Ivan Menchell’s play translated to screen as readily as Robert Harling’s “Steel Magnolias,” with similar humor, intelligence, and affection. This is one of the few movies that honestly shows love between folks over 50, with Lainie Kazan (one of my favorite actors) enthusiastically chasing the possibilities. Yet, she’s practical about falling in love. “At our age you don’t fall – you get hurt too easy.” Film locations include Allegheny Cemetery in Lawrenceville, Heinz Hall, the Pittsburgh Athletic Association Building across from the Cathedral of Learning, and the Westin William Penn Hotel. “Moskowitz Music” was Spratt’s Music near Carrick High School. At the ending, Ellen Burstyn and Danny Aiello tango out of the store and onto Brownsville Road.
Money for Nothing
John Cusack, Debi Mazar (1993)
(Rated R) Unemployed dock worker Joey Coyle finds 1.2 million that fell off an armored car, decides to take the money and run. The Washington Post review says it's “set in gritty, working-class Philadelphia (played by gritty, working-class Pittsburgh)” and I noticed Mellon Institute in Oakland, a few Downtown scenes, and probably Bloomfield. We see local newscaster Don Cannon, and other local actors Lenora Nemetz, Bingo O’Malley and Don Brockett.

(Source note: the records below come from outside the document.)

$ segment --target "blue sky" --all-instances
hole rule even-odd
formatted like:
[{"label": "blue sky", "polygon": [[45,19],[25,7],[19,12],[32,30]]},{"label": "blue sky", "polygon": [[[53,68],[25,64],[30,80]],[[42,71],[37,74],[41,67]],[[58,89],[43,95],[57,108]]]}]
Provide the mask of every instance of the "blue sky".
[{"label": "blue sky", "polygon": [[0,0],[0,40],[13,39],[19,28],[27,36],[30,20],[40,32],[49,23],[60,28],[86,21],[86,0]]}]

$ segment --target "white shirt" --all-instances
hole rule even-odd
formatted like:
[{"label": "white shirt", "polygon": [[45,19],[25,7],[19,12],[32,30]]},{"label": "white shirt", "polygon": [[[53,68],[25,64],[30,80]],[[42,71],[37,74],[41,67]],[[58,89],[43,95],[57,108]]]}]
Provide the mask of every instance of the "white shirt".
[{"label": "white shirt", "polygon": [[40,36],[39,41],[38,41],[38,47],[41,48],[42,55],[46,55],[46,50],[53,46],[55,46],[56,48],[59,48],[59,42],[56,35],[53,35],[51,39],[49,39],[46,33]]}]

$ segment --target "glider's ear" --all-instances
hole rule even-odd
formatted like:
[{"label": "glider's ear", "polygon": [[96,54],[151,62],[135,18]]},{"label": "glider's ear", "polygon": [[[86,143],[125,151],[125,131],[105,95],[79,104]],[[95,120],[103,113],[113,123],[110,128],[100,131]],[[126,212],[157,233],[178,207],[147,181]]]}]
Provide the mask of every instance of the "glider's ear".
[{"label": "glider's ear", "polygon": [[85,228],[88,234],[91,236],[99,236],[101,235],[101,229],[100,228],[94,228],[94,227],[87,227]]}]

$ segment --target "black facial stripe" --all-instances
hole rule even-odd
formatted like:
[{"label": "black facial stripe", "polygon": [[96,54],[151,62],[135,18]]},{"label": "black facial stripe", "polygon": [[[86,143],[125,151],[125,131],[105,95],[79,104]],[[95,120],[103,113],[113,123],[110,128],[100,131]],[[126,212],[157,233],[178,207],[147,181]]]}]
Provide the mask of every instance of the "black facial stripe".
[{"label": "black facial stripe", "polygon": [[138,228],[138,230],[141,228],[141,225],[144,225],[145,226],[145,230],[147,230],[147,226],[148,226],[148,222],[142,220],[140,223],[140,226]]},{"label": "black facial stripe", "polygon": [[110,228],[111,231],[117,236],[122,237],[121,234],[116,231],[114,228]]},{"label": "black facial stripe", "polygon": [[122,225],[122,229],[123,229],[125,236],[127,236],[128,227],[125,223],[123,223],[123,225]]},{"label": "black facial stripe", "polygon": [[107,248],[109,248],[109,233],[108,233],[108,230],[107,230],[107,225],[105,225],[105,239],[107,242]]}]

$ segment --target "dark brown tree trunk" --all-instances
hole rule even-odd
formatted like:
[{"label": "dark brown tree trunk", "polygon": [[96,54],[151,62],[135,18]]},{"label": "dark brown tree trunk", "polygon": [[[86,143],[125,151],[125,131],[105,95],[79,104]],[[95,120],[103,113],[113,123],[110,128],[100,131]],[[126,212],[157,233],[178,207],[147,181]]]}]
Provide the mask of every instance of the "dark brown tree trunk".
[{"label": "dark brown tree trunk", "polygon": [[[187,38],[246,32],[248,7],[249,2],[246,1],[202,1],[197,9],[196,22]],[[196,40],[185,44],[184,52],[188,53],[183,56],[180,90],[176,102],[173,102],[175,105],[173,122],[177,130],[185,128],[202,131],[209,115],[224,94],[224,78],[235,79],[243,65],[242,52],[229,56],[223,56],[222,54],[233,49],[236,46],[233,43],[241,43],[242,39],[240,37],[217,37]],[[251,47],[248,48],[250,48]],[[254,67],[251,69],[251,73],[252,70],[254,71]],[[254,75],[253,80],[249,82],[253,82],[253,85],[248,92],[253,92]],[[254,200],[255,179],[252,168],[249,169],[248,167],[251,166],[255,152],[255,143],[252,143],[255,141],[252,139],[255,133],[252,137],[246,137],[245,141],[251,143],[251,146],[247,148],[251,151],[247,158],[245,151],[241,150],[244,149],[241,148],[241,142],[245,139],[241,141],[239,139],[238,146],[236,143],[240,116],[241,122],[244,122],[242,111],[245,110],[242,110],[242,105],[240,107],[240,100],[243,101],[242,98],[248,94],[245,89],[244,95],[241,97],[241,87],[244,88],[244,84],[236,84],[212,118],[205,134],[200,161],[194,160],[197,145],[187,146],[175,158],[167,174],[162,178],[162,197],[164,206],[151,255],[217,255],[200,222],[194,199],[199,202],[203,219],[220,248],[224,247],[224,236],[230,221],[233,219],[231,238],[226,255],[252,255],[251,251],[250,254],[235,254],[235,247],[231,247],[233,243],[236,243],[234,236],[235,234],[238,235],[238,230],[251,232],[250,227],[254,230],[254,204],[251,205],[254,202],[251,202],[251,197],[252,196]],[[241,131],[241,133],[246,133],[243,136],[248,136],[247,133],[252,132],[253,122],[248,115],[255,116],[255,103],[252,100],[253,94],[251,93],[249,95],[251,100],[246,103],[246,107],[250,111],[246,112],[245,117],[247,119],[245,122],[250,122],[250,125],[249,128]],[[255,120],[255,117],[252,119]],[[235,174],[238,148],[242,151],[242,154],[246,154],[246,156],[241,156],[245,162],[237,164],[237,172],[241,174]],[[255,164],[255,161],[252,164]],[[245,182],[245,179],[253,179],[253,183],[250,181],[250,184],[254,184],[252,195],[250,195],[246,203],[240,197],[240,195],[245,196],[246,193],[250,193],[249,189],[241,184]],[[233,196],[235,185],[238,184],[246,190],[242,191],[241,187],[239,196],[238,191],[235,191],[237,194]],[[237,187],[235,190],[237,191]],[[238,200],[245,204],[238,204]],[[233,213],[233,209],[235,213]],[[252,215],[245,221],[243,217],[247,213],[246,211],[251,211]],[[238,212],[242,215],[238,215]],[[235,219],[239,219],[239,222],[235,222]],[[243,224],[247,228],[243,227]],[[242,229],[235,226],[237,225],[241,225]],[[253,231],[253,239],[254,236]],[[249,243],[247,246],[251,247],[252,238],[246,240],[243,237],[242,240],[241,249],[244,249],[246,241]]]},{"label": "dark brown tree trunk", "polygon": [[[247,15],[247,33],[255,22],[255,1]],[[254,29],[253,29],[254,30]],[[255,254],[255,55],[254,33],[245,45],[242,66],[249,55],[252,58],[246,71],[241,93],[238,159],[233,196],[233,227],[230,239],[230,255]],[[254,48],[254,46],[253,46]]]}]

It’s a funny heist movie, one where you want the hero to get away with it, but you don’t, with the question “What would you do?” answered by many characters along the way. James Gandolfini, Philip Seymour Hoffman and Benicio del Toro have supporting roles, but my favorite was the philosophical, number-juggling local money launderer (Maury Chaykin). He gets to the heart of the drama: “The only real question about money is, do you possess it or does it possess you?”
Groundhog Day (DVD-8117)
Bill Murray, Andie MacDowell (1993)
(Rated PG) Bill Murray plays Phil Connors, a snarky Pittsburgh weatherman reliving Feb. 2 over and over. People either like this movie or find it annoying; I’m in the “like” category. Bill Murray is one of those actors like Tomas Hayden Church and Michael Keaton whose mere physical presence makes me smile. Director Harold Ramis considered Tom Hanks for the lead, but Hanks said, “Everybody thinks of me as a good guy.” Ramis said Murray could be “an amazing combination of good and nasty,” and it does come as more of a surprise when Phil changes from drinking, hitting on women, stealing, and wrecking cars to performing random acts of kindness and playing Rachmaninoff on the piano. MacDowell as the naïve, optimistic news producer provides a lovely foil for Murray, and I loved when cameraman Chris Elliott makes fun of Phil’s arrogance (“Did he just call himself ‘the talent’?”) Local actor Don Brockett’s role as Grand Marshal of Groundhog Day is weirdly uncredited even though his voice is unmistakable.
This movie became a classic and a cultural reference, especially during the long Covid lockdown when everybody felt they were living the same day over and over again. Ramis said that yogis, rabbis, fundamentalist Christians, and psychiatrists found meaning in “Groundhog Day.” It is funny, and frustrating, to watch a character stuck in his own life and to wonder what combination of selflessness and kindness will finally break the spell.
There’s a beauty shot of the Point and our downtown as the weather van drives out of Pittsburgh. I assumed for years that shooting took place in Punxsutawney until I learned it was Woodstock, Illinois. I still want to spend time in this cute little town – but just for one day.
Reviewed by Library Specialist, Jan Hardy.